Verminox
May 12th, 2008, 02:39 PM
The Challenge
Write a program implementing methods to serialize and unserialize (http://en.wikipedia.org/wiki/Serialization) data, specifically, Associative Arrays.
Description
You have to be able to take any variable, whether integer, float, string, or array, and serialize it to a string which can be stored somewhere and later unserialized to construct the same variable again.
Although this would seem simple for primitive data types, the main challenge is that your variable might very well be a complex array structure. For example it could be a 2D associative array with each array element having a varying data type.
Your serialize() function should create the string in such a way that your unserialize() function should restore the variable as it was, complete with having the same data types as before.
For an example, see PHP's built in serialize function.
echo serialize(5) . "\n"; // Integer
echo serialize( array( 'foo' => 'bar', 'eggs' => 'spam' ) ); // Associative array
i:5;
a:2:{s:3:"foo";s:3:"bar";s:4:"eggs";s:4:"spam";}
Of course, your format does not have to be like the one above. You can let your serialized string be of any format as long as you can safely unserialize it (see next section).
Needless to say, you can't use built-in functions such as the one above.
String Format
There are two paths you can take when creating your own format to store the serialized variables.
1. Compact. Reduce the size of the output string as much as possible. Basically, optimize the serialization process. This strategy is useful for large amounts of data. Your format does not have to human-readable at all. In fact, if you want to go extreme you can even work on the bit level if you are good with binary data handling.
2. Human Readable. If you choose this category your string format has to be neat and readable so that one can understand what the data is without even having to use the unserialize() function (you still have to implement that though :p). Here string size is not of importance. Human readable format includes anything from a simple comma separated list to a full fledged XML document. It's your choice, go wild!
Choose any one path and go with it. No technnique is given special preference. But whichever technique you use, do it well :)
The PHP format as shown above is a hybrid. It tries to be human readable (but it's really not). It tries to be compact (but it's really not). You can use this format if you are not able to make your own but you will loose points for that.
Judging
Each entry will be graded for:
1. The Format. You can choose either of the above two techniques, no partiality here. But the strength of your technique gets you points. If you choose compact, it has to be really efficient. If you choose readable, it has to be clear and legible.
2. Coding style. If your code is neat and tidy and maybe documented with comments then you are at an advantage.
Bonus Points: (Optional, Not Required)
1. Can handle serialization of Objects. This is easy to do in languages such as PHP which support variable variables for dynamic data member access, but in some languages it might just be impossible.

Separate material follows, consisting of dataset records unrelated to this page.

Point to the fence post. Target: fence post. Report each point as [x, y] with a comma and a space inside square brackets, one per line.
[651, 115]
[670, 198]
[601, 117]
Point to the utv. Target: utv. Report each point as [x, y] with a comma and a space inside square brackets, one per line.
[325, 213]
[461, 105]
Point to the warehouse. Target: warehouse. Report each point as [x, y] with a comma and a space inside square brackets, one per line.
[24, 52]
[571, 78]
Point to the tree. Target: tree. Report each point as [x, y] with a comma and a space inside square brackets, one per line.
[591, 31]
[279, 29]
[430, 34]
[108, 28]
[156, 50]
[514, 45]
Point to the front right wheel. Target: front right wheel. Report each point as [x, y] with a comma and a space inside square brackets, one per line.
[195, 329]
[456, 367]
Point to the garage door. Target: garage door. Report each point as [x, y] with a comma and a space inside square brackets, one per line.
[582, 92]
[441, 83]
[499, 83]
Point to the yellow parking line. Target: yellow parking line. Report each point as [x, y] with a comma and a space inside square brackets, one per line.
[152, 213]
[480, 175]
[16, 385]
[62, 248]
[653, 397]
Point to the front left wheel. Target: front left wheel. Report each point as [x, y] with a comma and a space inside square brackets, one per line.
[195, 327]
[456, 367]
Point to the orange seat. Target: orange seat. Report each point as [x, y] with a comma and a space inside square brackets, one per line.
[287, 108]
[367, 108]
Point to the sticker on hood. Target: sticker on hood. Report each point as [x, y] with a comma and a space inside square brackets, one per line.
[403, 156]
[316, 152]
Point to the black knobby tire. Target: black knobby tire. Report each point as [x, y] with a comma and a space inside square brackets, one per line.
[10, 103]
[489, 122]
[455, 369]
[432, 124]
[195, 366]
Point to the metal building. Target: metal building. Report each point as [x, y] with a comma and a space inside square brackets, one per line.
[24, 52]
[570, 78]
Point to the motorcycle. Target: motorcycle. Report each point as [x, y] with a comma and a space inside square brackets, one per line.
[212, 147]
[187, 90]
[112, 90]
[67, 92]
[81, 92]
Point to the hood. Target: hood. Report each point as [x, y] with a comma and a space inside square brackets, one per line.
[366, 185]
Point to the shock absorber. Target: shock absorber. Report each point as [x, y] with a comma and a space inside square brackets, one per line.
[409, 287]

2. Error reporting for badly formatted strings.
Rules
1. You cannot use external libraries or inbuilt functions for serializing, unserializing, or parsing formats (if you choose XML, parse it yourself!)
2. You may use an external library for implementing associative arrays if your language does not support it (for example, usage of std::map in C++ is allowed)
3. You may use inbuilt functions for typecasting between primitives and strings (such as float to string, and string to float for the reverse process). But if a function exists to typecast arrays to strings and vice versa, you may not use that, as that would lose the point of making your own string format.
4. Your program must pass the primary test (see below). If it fails the test, it is disqualified regardless of how good the format is.
Primary Test
Your program must be able to serialize the following array structure and later unserialize it to recover the array structure as it was previously (complete with the same data types).
For dynamically typed programming languages: (2D associatve hybrid structure)
array (
'squares' => array (
'one' => 1,
'two' => 4,
'three' => 9
) ,
'roots' => array (
'four' => 2.0,
'three' => 1.732
) ,
'foo' => array (
'bar' => 'baz',
'eggs' => 'spam'
)
);
For statically typed langauges (array of array of integers)
array (
'squares' => array (
'one' => 1,
'two' => 4,
'three' => 9
) ,
'roots' => array (
'four' => 2,
'nine' => 3
)
);
Presentation
1. Mention which technique you are using, compact or readable.
2. Post your code that defines the serialize() and unserialize() functions (of course you can name them differently if you want).
3. Post the test script.
3.1. Construct the array of the primary test (above).
3.2. Call the serialize() method and store the string in a variable.
3.3. Print the serialized string to standard output.
3.4. Call unserialize() on the string which should return the same array that you created.
3.5. Prove that the returned array is same as before either by calling a variable dump function if it exists (such as var_dump() in PHP) or just print some test calls (such as print $array['squares']['two'] should print 4)
4. Post the output of the test script. This will contain the serialized string (for me to judge your format) and the variable dump (for me to be convinced that you passed the test).
5. If you implemented any of the Bonus features or if you put some of your own extra goodies into it then show an example of that too (with output).
Languages
You can use any language you want since you will be providing the output also. But don't try to cheat, as I will also test whatever I can myself. Just because I can't compile it doesn't mean I can't get a friend to do it ;)
Deadline
The deadline for this challenge is:
May 20, 2008. 12:00 (noon) GMT (5:30PM Indian Standard Time). I will then judge for the rest of the evening and announce the winner.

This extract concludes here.